For this recipe, you’ll need:
- steel-cut oats
- milk or dairy-free milk alternative
- butter or coconut oil
- maple syrup
How Far in Advance can I make Steel-Cut Overnight Oats?
One of the claims to fame of overnight oats is that they can be made ahead and kept in the fridge for several days. If you’re making overnight oats without fruit, you can make them up to 5 days in advance.
If you are adding fruit to your overnight oats, I recommend no more than 3 days since the fruit loses its texture and taste different -especially berries.
More about how long overnight oats last here.
What are the best Jars to use for Overnight Oats?
You can also make overnight oats in a large bowl, cover it with plastic wrap or a lid, and then measure out the overnight oats mixture into individual bowls.
The biggest takeaway for the best “jar” is that the container has a lid to prevent any spills in the refrigerator and that they are covered airtight.
How Long do Overnight Oats Take?
Since overnight oats don’t require cooking, they take time to soak in the liquid added to the jar or bowl. They are called “overnight” because they require 8 hours at a minimum to soak in the liquid. Steel-cut oats will take closer to 12 hours to soften up.
Should Overnight Oats be Warm or Cold
I personally love eating overnight oats cold, straight from the refrigerator. Some people, like them warm or even hot. This comes down to which you prefer – try it both ways and see how everyone in your family likes their oats.
Microwaving Overnight Oats
If you want to heat your overnight oats up quickly, you can put htem in the microwave for about a minute, then mix to combine and be sure they are heated all the way through.
What Else to Put in Steel-Cut Overnight Oats
What’s great about making oatmeal with overnight oats is that it’s a “base” for terrific add-ins. In this recipe, I use bananas but below are other ways you can customize your one-bowl meal.
Some of my favorite mix-ins:
- ground flaxseed, ½ teaspoon per serving
- honey or maple syrup, 1 teaspoon per serving
- hemp seeds, 1 teaspoon per serving
- chia seeds, ½ teaspoon per serving
- nut butter, 1 teaspoon per serving
- protein powder, 2 tablespoons per serving
- fresh fruit, ½ cup per serving
- dried fruit, 1 tablespoon per serving
- chopped nuts, 1 tablespoon per serving
Whether you add the add-ins before you refrigerate or after, the possibilities are endless!
For a simpler recipe that tastes like summer, try these Strawberries & Cream Overnight Steel-Cut Oats.
How to Make Bananas Foster Overnight Steel Cut Oats
The recipe below shows you how to make bananas foster overnight steel-cut oats in single-serve jars. However, you can make one big bowl of overnight oats as well. Here is how to make them:
- In a small saucepan, heat up butter or coconut oil over medium heat. Add bananas, vanilla, and cinnamon to the heated pan and begin to sauté until they begin to break down and juice out its natural sugars – about 2-3 minutes.

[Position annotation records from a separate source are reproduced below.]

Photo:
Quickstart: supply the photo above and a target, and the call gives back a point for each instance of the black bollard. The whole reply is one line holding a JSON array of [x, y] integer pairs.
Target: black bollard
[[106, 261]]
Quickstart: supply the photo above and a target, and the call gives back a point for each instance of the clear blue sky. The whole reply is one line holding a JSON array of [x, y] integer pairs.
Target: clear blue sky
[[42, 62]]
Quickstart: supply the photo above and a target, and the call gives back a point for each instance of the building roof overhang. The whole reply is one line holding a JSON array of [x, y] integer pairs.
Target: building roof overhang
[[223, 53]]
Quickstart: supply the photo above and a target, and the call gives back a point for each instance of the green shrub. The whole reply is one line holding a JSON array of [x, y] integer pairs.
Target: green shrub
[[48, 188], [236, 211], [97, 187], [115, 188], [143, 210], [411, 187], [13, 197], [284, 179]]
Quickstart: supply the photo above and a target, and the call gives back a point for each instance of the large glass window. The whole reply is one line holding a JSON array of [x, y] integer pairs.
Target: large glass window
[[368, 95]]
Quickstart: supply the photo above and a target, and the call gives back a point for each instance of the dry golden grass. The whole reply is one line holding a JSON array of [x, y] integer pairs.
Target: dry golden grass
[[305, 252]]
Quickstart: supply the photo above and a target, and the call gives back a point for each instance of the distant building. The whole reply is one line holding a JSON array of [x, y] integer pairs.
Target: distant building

- Add maple syrup, stir to combine, and cook for another minute, remove from heat.
- Place ¼ cup of steel-cut oats, ½ teaspoon ground flax (optional), and ½ cup of milk inside each jar.
- Spoon bananas foster mixture into all the jars, mix with a spoon to combine, cover, and refrigerate for 8 hours or overnight.
- In the morning, eat cold, straight out of the jar, or warm up in the microwave if desired.